Sunday, May 1, 2016

Google CTF 2016 - Magic Codes (250)



Google's opened up their first CTF out there this year and it was a very fun one!
This particular challenge was Stego, found in the Forensics category.
In the description it gave you "Can you recover the magic code?" with a link to an image:






Initial thoughts are... Okay, we have this image that's very retro with a DVD, a Satelite, a QR code & something that looks like a frequency visualization of some sort...

What could this possibly be, maybe QR Code mixed with the result of the frequency visualization turned into audio ? (I may be this sinister if I ever start designing challenges)

I first tried the QR code, and it seemed to be some trolling or self-advertising (or both), that linked to the CTF page. (https://capturetheflag.withgoogle.com/)




This wasn't it so I moved on to my usual routine with stego images.
Fired up StegSolve and looked at the bit planes of the image.

For anyone interested in the full process, I've included a step-by-step instruction below, you can find the link to the StegSolve on this list - https://github.com/apsdehal/awesome-ctf#stegano



First open up the StegSolve program:


You should see StegSolve pop up:


 Now open the file you would like to analyze:


You'll see the image, and at the bottom there is a left and right arrow used to cycle through common image manipulation operations that could help with identifying hidden data:


Ended up stopping at Alpha Plane 0, this seemed like a very clear chunk of data hidden in the lowest alpha plane:


Go ahead and save the image somewhere, I saved it using the default name (solved.bmp):



Now was the tricky part... what do we do with this data?

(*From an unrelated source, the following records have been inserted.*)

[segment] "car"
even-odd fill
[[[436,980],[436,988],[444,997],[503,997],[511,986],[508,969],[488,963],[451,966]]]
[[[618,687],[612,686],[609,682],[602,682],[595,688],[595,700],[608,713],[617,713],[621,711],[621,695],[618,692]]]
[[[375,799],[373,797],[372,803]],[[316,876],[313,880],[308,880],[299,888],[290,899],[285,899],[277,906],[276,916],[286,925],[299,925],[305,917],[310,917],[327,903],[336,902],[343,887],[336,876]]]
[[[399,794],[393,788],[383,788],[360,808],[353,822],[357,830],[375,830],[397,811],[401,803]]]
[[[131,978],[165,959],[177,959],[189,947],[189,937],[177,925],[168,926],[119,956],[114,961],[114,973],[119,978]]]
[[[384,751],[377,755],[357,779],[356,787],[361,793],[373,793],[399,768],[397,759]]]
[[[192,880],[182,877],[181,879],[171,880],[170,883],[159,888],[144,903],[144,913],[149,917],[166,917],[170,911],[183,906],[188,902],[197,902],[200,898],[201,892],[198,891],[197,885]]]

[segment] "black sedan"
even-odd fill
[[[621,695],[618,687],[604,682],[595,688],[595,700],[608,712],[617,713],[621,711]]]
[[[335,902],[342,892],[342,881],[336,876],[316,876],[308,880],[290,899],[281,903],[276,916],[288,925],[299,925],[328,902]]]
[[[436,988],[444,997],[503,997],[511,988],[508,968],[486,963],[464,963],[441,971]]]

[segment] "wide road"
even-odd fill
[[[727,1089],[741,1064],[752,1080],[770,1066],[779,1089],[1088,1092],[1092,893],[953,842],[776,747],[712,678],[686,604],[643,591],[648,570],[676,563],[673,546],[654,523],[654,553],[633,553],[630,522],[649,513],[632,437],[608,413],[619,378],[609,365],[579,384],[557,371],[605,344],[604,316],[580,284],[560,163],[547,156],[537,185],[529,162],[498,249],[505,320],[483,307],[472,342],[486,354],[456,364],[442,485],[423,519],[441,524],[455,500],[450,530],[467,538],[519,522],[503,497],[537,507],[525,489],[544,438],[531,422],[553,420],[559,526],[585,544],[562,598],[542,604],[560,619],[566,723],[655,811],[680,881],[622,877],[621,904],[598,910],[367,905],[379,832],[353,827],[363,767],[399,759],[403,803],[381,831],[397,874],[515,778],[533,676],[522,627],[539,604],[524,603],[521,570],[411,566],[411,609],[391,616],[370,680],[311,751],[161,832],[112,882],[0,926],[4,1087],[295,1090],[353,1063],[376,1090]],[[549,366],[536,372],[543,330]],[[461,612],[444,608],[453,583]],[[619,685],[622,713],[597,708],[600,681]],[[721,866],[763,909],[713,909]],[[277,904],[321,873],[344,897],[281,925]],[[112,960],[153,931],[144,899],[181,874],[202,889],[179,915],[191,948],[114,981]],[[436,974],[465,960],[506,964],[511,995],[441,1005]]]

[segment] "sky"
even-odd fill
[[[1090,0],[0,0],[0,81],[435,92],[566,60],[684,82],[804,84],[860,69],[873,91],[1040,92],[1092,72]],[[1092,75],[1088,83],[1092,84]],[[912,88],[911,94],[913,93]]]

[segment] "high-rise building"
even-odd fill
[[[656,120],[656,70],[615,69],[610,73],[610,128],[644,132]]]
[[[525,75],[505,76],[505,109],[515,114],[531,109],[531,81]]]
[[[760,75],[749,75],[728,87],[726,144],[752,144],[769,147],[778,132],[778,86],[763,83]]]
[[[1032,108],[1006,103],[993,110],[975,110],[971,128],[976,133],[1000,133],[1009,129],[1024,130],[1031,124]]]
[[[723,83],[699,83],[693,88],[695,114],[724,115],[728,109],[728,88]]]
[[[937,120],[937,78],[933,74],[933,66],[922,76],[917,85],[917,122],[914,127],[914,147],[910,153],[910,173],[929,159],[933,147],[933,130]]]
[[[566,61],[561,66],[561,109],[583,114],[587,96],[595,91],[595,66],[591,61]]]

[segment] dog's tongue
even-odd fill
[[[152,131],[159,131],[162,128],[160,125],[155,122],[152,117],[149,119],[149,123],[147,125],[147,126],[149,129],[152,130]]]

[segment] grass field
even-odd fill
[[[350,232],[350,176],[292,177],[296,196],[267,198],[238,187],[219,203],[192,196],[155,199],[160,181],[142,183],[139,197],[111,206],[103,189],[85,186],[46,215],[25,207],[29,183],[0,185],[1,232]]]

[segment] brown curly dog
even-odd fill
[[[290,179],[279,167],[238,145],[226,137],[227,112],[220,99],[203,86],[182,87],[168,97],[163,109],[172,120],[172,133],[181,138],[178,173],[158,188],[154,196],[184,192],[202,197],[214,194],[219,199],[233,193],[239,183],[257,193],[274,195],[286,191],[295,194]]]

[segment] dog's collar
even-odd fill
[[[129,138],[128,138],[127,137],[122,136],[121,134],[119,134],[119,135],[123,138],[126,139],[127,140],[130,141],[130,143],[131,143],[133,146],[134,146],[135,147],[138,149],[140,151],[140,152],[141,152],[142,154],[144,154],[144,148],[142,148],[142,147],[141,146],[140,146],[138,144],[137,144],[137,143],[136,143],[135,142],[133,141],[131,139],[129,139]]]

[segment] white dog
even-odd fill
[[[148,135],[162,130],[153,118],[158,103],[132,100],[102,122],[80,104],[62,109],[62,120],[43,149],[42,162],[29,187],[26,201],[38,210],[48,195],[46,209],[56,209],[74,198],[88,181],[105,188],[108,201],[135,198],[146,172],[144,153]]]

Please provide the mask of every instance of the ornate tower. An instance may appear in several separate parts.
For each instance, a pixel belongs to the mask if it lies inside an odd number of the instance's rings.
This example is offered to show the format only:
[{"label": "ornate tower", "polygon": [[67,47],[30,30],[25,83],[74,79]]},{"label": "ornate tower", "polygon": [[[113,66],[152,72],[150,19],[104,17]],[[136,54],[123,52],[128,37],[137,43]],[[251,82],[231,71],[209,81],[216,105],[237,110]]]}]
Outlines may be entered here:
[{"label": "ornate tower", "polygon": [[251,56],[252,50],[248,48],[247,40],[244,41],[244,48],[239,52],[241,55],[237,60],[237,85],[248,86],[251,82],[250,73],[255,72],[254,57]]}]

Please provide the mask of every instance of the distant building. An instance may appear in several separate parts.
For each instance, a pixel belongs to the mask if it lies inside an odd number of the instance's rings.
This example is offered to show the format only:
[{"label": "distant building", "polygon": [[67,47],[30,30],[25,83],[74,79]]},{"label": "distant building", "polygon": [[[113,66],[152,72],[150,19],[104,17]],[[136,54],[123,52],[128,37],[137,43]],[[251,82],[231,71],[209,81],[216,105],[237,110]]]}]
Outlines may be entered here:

I started by reading the bits in with python, unfortunately nothing too useful looking came out of that..

Looking at the image I reconsidered the possibility of the visual frequency image being part of the challenge, but didn't know how.  Eventually googled all the items on the image together to see if they had any relationship.  I searched for:  "dvd satellite qr code" - http://lmgtfy.com/?q=dvd+satellite+qr+code

And one of the first results was a page on Reed-Solomon error correction codes.  It mentioned on that page, that all of these mediums shown in the image used Reed-Solomon error correction.... that couldn't just be a coincidence.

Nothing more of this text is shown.